Vraiment ? Je me leurre… Passons le petit pont du port calme, presque dormitif, pour se rapprocher du centre commercial ouvert à tous les vents où se cumulent les mêmes enseignes qu’ailleurs. Temple des achats, comme au bon vieux temps du Vingtième. Rien de nouveau sous la bâtisse.

Peut-être, mais la coque aérienne du complexe dégourdit le regard qui s’élance vers les lignes de fuite. Les allées préservées de la foultitude ne contraignent pas à l’acquisition compulsive de biens, elles s’offrent aussi pour le vagabondage serein. Ça rime, un signe d’harmonie, non ?

Ouaip ! Sans doute comme cette enfilade : un gouda façon gruyère ayant reçu un coup de poing gargantuesque et la Sucrière qui saupoudre les lieux de ses vieilleries. Du trompe-l’esprit au nom d’une tambouille d’intentions fumeuses. Lorsque l’interprétation s’impose pour sauver des apparences rejetées, c’est que l’essence artistique a viré au gazole. Vous aurez beau inspirer ses vapeurs avec toute l’exégèse possible, ça restera du carburant qui pue.
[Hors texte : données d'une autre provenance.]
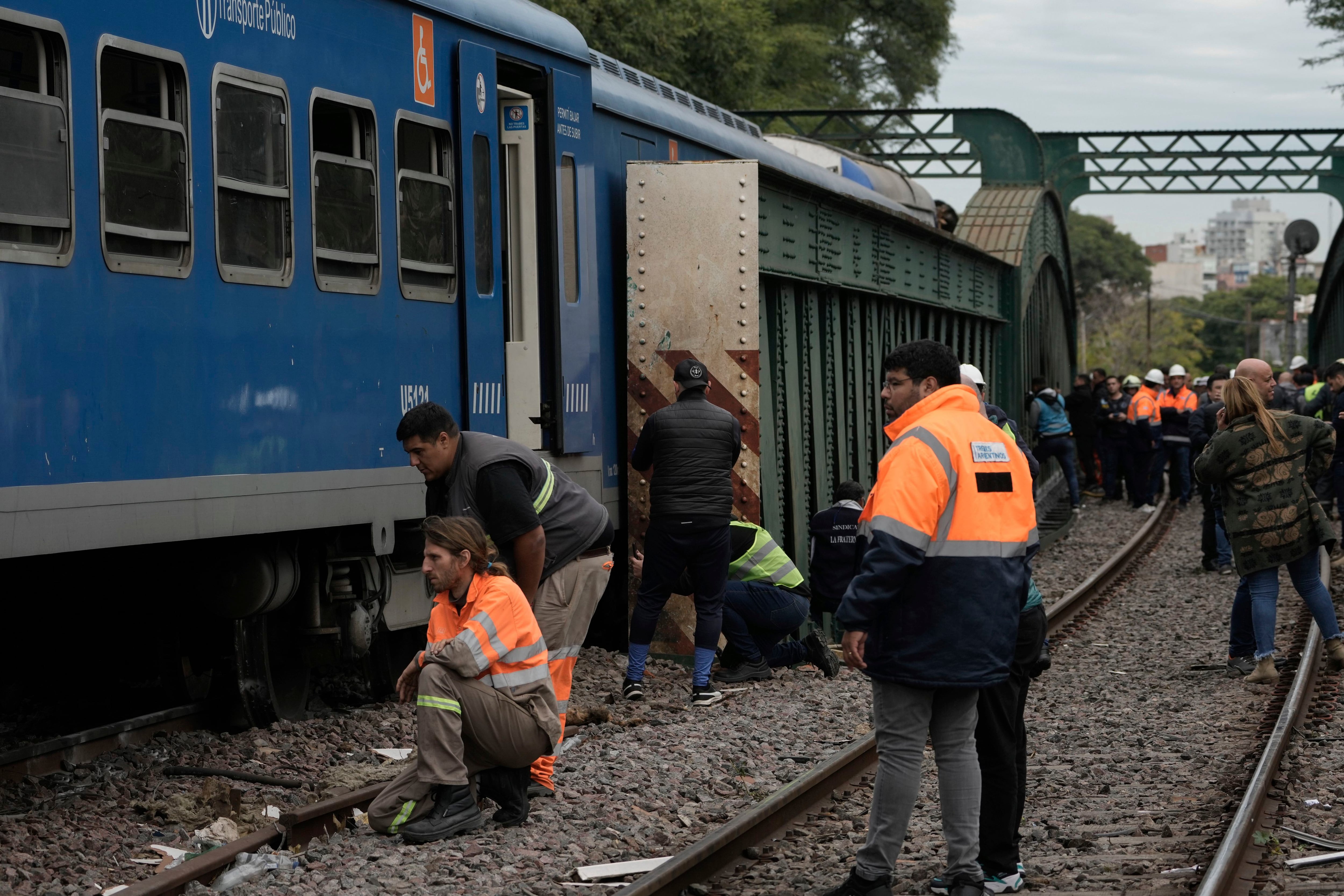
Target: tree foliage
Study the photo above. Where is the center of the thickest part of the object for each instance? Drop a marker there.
(1224, 335)
(1121, 347)
(1327, 15)
(764, 54)
(1108, 265)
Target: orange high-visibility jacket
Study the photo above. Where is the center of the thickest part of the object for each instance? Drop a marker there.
(952, 529)
(1146, 417)
(494, 637)
(1177, 410)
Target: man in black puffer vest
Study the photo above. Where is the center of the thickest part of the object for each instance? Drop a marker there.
(691, 447)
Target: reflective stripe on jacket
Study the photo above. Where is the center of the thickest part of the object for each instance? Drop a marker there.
(570, 518)
(1143, 412)
(1054, 420)
(764, 561)
(952, 529)
(494, 637)
(1177, 410)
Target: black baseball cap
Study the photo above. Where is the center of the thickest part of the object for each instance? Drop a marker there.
(690, 374)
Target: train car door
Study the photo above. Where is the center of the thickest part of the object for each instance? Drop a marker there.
(518, 212)
(577, 301)
(483, 342)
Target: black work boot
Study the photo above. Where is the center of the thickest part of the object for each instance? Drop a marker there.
(857, 886)
(822, 656)
(967, 886)
(455, 812)
(507, 788)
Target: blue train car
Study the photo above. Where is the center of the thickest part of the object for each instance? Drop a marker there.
(240, 238)
(237, 241)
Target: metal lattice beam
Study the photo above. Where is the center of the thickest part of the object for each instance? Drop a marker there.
(1195, 162)
(920, 143)
(960, 143)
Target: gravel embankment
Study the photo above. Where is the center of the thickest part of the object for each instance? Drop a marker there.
(1311, 781)
(1117, 761)
(1136, 755)
(648, 782)
(1100, 531)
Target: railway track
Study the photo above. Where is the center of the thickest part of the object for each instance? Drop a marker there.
(1233, 854)
(714, 854)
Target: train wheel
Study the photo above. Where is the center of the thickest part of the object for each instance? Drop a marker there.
(273, 672)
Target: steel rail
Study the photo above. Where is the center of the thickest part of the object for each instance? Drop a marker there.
(1226, 871)
(725, 844)
(697, 863)
(1066, 608)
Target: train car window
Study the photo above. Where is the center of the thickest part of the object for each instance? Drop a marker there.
(144, 159)
(345, 179)
(425, 238)
(35, 190)
(253, 201)
(569, 230)
(483, 216)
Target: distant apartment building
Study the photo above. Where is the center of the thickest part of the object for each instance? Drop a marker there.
(1182, 268)
(1249, 234)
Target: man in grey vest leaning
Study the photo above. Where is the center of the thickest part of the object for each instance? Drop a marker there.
(553, 534)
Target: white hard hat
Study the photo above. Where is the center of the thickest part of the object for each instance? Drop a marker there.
(974, 373)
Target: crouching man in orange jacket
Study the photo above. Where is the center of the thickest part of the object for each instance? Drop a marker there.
(483, 694)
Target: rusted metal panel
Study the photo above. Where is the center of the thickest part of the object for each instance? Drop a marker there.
(693, 250)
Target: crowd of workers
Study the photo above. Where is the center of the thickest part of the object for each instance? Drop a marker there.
(928, 574)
Quel scrogneugneu ! L’orange est un cube dentelé avec, en un coin, l’appel d’air salvateur. Oui, ce bâtiment existe, vit même sous nos yeux. Laissons les grincheux se dessécher et goûtons ce fruit juteux aux saveurs soulignées par une Sucrière préservée, témoignage d’une folle époque, d’une activité pesante : de l’authentique pour accueillir les créateurs en quête sincère.

Assez ! J’ai l’esprit en friche, je dois me poser : le café Docks 40 fera l’affaire. Une fraîche boisson à quelques mètres de l’affluent qui galope dans son lit : les véhicules de l’autre rive semblent remonter le courant en trombe. Rouille et vert-de-gris surplombent la verte pelouse synthétique : planer entre deux consistances pour tutoyer la synthèse. L’ivresse réversible de la découverte, des ressentis en chantier, des paradoxes qui submergent : que les eaux de la Saône et du Rhône se rencontrent, se mélangent et s’écoulent jusqu’au delta, miroir méditerranéen de notre Confluence, avant l’épanouissement maritime.


(Photos prises par Loïc Decrauze)

3 commentaires:

Jacqueline a dit…

Je vous ai répondu sur mon article
Merci de votre pas sage
Jacqueline

Anonyme a dit…

Cher Loïc,
voilà que je découvre le quartier nouveau par tes images et tes mots.
Je reconnais bien là ton style.

Par ma part je crois que ces folies architecturales pourraient m'amuser...

J'ai hâte de rencontrer le Wall e géant ou encore le Gouda.

Reparlons-en vendredi soir.

Merci pour cette évasion lyonnaise.

HG

Loïc Decrauze a dit…

Je suis partagé, comme le montre ce texte, mais je ne demande qu'à être séduit par le coin avec le temps, les arbres qui poussent, les coins qui s'embellissent. A vendredi.